指示待ち人間ではなく、自ら考え抜いて答えを出すことの大切さを伝え続けてきた。そして長い人生を歩む上で挑戦することの大切さ。そこには監督が代わる度に監督の色に合わせて自らも変わってはいけないとの思いがあった。監督が代わっても選手としての道は続く。大半のプロ野球選手も1年契約。厳しい世界で生き残るためには技や体の強さ以上に心の強さが必要だ。

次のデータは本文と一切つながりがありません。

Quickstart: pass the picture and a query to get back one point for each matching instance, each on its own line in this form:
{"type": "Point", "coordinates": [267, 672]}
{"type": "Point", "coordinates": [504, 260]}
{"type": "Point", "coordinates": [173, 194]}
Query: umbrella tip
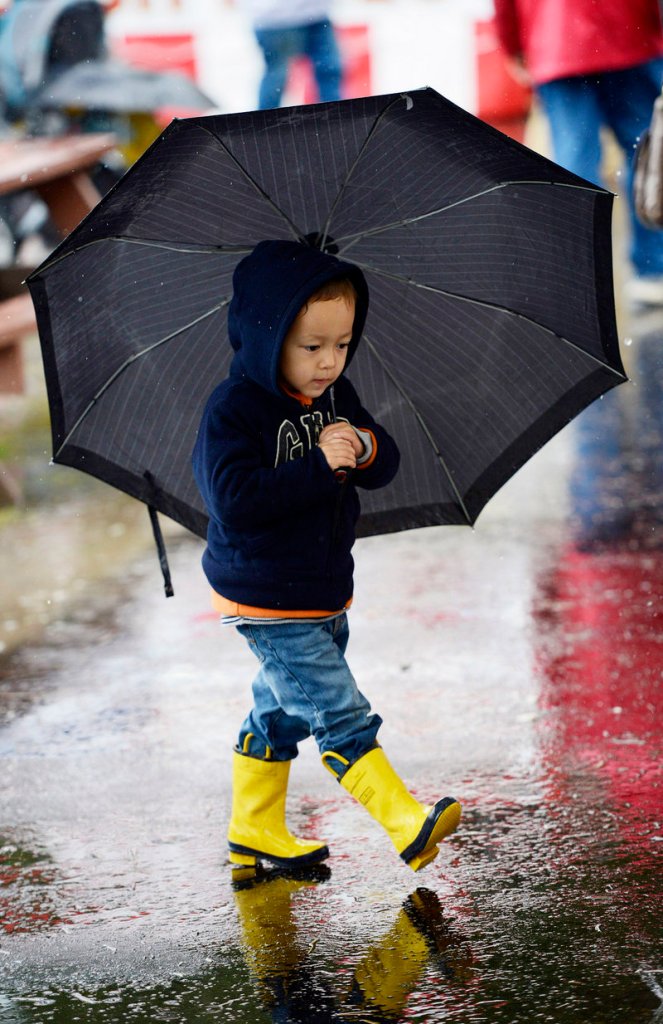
{"type": "Point", "coordinates": [318, 240]}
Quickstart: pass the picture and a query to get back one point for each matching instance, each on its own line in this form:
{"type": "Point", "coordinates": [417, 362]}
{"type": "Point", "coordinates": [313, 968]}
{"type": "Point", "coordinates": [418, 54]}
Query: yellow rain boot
{"type": "Point", "coordinates": [414, 828]}
{"type": "Point", "coordinates": [257, 830]}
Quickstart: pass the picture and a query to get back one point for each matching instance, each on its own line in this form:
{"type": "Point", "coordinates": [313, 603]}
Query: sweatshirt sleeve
{"type": "Point", "coordinates": [382, 464]}
{"type": "Point", "coordinates": [238, 489]}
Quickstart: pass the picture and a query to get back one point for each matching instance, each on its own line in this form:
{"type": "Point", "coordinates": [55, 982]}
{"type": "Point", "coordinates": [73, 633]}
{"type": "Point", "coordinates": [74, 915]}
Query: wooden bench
{"type": "Point", "coordinates": [57, 169]}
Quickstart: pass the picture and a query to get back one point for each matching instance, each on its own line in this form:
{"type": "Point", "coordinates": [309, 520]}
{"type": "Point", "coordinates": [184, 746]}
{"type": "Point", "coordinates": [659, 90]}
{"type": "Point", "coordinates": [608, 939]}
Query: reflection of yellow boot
{"type": "Point", "coordinates": [257, 829]}
{"type": "Point", "coordinates": [448, 948]}
{"type": "Point", "coordinates": [414, 828]}
{"type": "Point", "coordinates": [274, 951]}
{"type": "Point", "coordinates": [390, 970]}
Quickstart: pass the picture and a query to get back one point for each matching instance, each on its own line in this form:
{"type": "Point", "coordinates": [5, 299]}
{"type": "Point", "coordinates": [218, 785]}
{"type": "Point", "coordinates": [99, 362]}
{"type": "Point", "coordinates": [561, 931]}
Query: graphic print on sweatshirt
{"type": "Point", "coordinates": [293, 442]}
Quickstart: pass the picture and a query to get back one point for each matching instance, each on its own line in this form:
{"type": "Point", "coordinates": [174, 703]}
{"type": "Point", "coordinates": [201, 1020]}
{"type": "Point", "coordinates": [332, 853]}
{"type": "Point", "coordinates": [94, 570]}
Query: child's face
{"type": "Point", "coordinates": [315, 350]}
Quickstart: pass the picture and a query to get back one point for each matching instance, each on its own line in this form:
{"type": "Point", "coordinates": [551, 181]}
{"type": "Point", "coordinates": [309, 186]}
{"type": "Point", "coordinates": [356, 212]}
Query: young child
{"type": "Point", "coordinates": [283, 444]}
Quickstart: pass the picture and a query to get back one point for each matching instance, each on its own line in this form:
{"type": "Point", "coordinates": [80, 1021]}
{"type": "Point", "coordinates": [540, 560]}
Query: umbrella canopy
{"type": "Point", "coordinates": [491, 322]}
{"type": "Point", "coordinates": [112, 85]}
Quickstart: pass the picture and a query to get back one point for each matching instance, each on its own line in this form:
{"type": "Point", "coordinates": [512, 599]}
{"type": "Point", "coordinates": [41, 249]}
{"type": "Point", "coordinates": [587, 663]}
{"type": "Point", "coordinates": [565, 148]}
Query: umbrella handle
{"type": "Point", "coordinates": [161, 551]}
{"type": "Point", "coordinates": [341, 473]}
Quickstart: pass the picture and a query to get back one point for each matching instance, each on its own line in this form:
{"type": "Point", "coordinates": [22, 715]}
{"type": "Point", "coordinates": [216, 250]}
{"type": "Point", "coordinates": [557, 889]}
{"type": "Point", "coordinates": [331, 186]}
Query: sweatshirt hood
{"type": "Point", "coordinates": [270, 287]}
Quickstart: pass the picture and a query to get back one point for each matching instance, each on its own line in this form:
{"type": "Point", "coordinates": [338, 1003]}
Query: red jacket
{"type": "Point", "coordinates": [558, 38]}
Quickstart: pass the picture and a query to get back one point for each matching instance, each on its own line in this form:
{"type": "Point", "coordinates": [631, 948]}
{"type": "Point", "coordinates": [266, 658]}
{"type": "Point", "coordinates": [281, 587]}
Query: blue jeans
{"type": "Point", "coordinates": [622, 100]}
{"type": "Point", "coordinates": [317, 41]}
{"type": "Point", "coordinates": [304, 688]}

矢野監督も、これまでの人生で数多くのリーダーを見てきた。恩師の野村克也氏がそうだったように、人間教育も力を注いだ。春季キャンプ中には休日にも関わらず全体ミーティングを開き、人生観や死生観の講義を開いたこともあった。実は選手の引退後の人生も見据えていた。衝撃を与えた今回の退任発言。誰よりも言葉の大切さを伝え続けてきた矢野燿大だからこそ覚悟も伝わっていた。
「もう自立している」
選手の多くに動揺が見られなかったのも、これまでの教えがあったからだろう。
「誰が監督になろうと、選手たちは大丈夫。もう自立している」
そう確信があったからこその発言だろう。長期政権を見据えていた球団の意向をはねのけて今季限りで身を引くことを決断。矢野燿大が、どんな監督だったのか――その答えを求める時期は今ではない。近い将来に必ず答えとして出るのだから。